Neste contexto, prossegue a carta, a Congregação entende que as manifestações de Nakao “são particularmente graves porque foram externadas pelo responsável designado por V. Magnificência como superintendente da SEF, para comandar a execução das medidas necessárias à eliminação ou minimização (atualmente em avançados encaminhamentos, como reconhecemos) dos riscos à saúde e à vida humana ainda existentes em nosso campus”. Assim, prossegue, para que o saneamento do campus e as medidas que estão sendo tomadas para reme­dia­ção dos problemas “não sofram qualquer interrupção, impõe-se a substituição daquele que tem sido designado até aqui como o principal interlocutor com a comunidade que representamos, que é também o responsável pela condução da execução das medidas necessárias ao enfrentamento desses problemas”.

Retratação

A Congregação também exige “uma retratação formal e insofismável” quanto às declarações, tanto de Nakao como “das demais autoridades acadêmicas às quais ele se subordina”.

A carta também repudia “inúmeras outras manifestações, veiculadas em diversas instâncias, que desqualificam e/ou desconsideram as particularidades de organização acadêmico-pedagógica não tradicional (sem departamentos) e pautada na interdisciplinaridade, que caracteriza esta unidade da USP, assim como as referências desairosas que não reconhecem a qualidade da pesquisa, da extensão e do ensino que praticamos no mesmo nível de excelência das demais unidades, e insistem em rebaixar essa nossa demonstrada capacidade, com comentários de que a EACH não teria sido criada para promover a pesquisa, deveria restringir-se ao ensino tecnológico e às atividades de extensão universitária na região Leste de São Paulo e, ainda, de que membros de sua comunidade gostariam de ‛voltar para a USP’, como se a EACH não fosse USP”.

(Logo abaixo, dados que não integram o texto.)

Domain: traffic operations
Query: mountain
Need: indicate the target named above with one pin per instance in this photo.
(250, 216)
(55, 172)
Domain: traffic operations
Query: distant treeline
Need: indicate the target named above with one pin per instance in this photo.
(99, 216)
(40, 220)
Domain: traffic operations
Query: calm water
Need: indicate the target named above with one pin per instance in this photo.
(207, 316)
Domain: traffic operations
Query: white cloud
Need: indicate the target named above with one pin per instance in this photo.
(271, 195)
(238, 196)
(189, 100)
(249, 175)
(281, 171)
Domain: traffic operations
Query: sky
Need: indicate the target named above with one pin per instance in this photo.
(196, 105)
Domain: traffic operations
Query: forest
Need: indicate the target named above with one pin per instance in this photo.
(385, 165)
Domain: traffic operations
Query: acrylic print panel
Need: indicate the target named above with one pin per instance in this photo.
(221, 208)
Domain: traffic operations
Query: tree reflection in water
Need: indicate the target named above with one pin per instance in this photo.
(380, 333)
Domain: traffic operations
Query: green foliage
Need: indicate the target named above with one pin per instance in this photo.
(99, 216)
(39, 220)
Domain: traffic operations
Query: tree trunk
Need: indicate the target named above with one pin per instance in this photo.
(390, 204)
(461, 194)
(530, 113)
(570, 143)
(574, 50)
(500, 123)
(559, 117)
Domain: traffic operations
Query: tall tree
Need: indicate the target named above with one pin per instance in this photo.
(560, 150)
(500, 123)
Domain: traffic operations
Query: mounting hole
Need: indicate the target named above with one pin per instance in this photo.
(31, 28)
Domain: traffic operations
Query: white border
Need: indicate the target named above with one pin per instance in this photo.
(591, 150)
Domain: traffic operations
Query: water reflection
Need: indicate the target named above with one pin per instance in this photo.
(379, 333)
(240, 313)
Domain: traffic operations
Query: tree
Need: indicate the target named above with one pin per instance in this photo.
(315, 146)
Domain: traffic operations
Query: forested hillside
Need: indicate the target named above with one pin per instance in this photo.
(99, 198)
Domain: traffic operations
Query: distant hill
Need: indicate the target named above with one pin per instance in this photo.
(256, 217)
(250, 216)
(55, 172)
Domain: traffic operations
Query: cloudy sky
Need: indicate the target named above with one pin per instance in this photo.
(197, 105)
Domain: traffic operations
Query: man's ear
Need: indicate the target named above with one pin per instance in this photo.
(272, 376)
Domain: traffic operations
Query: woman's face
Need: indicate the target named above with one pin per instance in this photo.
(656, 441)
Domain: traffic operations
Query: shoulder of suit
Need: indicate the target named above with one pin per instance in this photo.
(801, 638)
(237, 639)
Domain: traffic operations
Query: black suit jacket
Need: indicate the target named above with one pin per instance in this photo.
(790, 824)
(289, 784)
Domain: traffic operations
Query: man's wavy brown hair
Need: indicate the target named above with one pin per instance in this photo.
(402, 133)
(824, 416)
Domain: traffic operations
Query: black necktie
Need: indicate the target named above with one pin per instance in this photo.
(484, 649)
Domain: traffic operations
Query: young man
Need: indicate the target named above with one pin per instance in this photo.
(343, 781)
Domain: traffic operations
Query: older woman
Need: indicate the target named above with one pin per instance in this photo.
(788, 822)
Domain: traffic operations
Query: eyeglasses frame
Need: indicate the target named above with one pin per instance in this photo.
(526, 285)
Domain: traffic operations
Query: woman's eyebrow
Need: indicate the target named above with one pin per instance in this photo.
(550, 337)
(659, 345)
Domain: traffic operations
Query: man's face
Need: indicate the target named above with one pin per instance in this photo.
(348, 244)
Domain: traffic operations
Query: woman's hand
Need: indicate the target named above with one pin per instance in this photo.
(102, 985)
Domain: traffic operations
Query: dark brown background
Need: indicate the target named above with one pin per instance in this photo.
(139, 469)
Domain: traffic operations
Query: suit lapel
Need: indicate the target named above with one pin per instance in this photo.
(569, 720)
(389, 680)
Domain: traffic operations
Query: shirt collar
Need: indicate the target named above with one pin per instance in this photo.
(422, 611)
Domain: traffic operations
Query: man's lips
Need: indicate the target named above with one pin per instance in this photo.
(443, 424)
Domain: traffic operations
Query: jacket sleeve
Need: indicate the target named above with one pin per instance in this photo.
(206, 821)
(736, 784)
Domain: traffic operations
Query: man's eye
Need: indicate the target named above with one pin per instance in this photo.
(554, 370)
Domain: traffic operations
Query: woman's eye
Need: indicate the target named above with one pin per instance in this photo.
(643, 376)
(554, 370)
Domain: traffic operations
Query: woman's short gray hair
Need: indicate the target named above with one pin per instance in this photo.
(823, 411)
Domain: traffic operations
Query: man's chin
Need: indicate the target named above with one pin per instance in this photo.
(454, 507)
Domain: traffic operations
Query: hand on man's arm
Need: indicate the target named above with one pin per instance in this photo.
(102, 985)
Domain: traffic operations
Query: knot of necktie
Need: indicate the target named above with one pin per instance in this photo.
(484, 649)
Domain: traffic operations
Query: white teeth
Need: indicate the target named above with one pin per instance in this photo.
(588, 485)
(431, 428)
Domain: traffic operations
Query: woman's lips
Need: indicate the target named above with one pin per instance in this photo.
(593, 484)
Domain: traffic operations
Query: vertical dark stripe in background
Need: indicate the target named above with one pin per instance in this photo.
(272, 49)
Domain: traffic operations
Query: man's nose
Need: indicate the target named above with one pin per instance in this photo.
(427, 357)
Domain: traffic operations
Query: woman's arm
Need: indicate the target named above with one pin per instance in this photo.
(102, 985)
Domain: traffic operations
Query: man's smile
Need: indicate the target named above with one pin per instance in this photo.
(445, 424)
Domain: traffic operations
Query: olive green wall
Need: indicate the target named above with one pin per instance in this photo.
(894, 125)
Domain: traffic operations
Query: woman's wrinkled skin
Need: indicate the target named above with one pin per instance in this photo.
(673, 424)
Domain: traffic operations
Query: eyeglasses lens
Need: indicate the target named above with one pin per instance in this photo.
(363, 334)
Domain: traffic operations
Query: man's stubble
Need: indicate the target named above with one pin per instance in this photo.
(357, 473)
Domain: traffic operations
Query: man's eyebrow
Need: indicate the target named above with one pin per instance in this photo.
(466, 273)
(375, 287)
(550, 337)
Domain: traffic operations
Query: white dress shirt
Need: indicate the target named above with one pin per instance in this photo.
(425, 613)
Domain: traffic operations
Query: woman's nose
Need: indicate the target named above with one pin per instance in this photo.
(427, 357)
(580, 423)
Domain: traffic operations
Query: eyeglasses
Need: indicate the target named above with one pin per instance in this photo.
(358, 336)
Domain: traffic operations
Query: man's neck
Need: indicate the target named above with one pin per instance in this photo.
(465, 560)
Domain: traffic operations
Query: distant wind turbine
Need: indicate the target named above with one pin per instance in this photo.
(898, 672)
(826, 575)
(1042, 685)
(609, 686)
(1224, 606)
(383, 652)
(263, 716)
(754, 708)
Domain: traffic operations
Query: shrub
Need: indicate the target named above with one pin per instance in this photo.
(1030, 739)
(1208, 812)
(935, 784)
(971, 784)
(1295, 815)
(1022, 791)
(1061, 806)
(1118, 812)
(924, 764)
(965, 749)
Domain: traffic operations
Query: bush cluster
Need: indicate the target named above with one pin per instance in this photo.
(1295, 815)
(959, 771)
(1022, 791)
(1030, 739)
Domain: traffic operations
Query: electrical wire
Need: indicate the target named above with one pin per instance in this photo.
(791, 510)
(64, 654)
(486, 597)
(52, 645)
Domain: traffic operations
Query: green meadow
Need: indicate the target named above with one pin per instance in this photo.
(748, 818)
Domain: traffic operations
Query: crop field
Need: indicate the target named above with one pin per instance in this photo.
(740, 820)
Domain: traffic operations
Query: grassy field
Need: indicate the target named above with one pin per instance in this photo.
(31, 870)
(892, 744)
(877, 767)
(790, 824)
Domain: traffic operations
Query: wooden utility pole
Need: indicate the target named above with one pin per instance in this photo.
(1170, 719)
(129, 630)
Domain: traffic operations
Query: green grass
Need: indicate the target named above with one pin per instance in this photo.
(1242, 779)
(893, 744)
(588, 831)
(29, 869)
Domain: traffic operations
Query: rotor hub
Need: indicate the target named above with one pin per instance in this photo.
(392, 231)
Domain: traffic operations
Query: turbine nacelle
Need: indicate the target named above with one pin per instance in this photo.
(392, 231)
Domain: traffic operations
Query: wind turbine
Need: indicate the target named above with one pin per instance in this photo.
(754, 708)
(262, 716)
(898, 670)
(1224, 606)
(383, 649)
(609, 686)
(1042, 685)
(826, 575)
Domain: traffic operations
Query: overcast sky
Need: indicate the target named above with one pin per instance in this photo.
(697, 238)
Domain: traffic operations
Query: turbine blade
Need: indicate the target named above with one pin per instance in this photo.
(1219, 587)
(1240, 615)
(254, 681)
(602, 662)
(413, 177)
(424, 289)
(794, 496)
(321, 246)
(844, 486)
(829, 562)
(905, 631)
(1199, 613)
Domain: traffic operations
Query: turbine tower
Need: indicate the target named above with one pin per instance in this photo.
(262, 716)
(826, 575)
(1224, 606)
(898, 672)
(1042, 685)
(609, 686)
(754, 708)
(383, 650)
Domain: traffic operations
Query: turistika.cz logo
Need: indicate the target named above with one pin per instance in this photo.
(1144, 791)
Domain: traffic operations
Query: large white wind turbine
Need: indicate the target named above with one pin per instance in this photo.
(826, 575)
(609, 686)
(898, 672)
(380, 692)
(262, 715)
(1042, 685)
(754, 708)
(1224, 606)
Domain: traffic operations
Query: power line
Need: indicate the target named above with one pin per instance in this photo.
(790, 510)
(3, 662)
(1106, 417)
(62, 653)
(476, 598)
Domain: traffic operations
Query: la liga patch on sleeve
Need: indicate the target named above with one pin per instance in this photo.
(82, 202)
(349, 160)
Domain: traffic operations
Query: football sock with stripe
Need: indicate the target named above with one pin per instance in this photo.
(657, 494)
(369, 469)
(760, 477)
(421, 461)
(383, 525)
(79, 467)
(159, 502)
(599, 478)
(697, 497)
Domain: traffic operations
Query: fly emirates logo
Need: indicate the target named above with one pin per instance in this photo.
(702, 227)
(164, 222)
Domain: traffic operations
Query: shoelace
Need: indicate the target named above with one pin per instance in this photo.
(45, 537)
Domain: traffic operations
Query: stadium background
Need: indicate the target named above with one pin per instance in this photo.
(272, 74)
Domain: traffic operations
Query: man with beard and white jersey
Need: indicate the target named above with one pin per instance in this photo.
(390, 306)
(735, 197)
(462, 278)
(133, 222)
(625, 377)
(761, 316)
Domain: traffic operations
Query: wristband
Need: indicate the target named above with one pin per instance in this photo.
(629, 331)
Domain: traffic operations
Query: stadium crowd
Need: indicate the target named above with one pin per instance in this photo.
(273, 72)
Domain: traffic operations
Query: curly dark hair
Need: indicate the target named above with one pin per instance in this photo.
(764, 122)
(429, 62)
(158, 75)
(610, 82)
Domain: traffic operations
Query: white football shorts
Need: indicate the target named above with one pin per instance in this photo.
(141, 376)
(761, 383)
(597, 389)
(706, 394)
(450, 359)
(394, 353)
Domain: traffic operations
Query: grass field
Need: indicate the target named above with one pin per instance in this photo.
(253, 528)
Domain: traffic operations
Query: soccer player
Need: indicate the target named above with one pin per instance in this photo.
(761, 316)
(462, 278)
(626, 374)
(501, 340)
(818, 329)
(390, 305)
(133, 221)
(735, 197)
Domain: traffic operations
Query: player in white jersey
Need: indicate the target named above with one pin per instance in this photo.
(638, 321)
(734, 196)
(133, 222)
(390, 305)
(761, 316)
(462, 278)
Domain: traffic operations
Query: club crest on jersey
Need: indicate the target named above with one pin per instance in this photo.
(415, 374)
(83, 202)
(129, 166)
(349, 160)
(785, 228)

A propósito de tais considerações, a Congregação manifestou ao reitor a convicção de que “nem as atividades de Extensão são menos importantes que as de Pesquisa ou de Ensino, nem o ensino tecnológico é menos importante que o ensino científico e nem a EACH foi criada como uma unidade que não deva fazer pesquisa”, motivo pelo qual a USP deve “lutar para que esta unidade da USP não seja considerada menos importante que suas irmãs mais antigas e tradicionais e/ou resisten­tes às inovações que em nossa unidade sabidamente desenvolvemos”.

Até o fechamento desta edição, não tivemos notícia de designação de novo responsável pela condução das questões ambientais da EACH.

CPI sem Zago?

Oficialmente convidado por duas vezes, o reitor deixou de comparecer às sessões da Comissão Parlamentar de Inquérito (CPI) criada pela Câmara Municipal para investigar as áreas contaminadas da capital, e que tem a EACH como um dos principais focos de atenção. O vereador Rubens Calvo (PMDB), que preside a comissão, declarou ao Informativo Adusp, ao final da frustrada reunião extraordinária de 6/5 (especialmente marcada para colher o depoimento do reitor), que Zago poderá ser convocado e não mais convidado: “Isso aqui não é um grupo de estudos, é uma CPI”.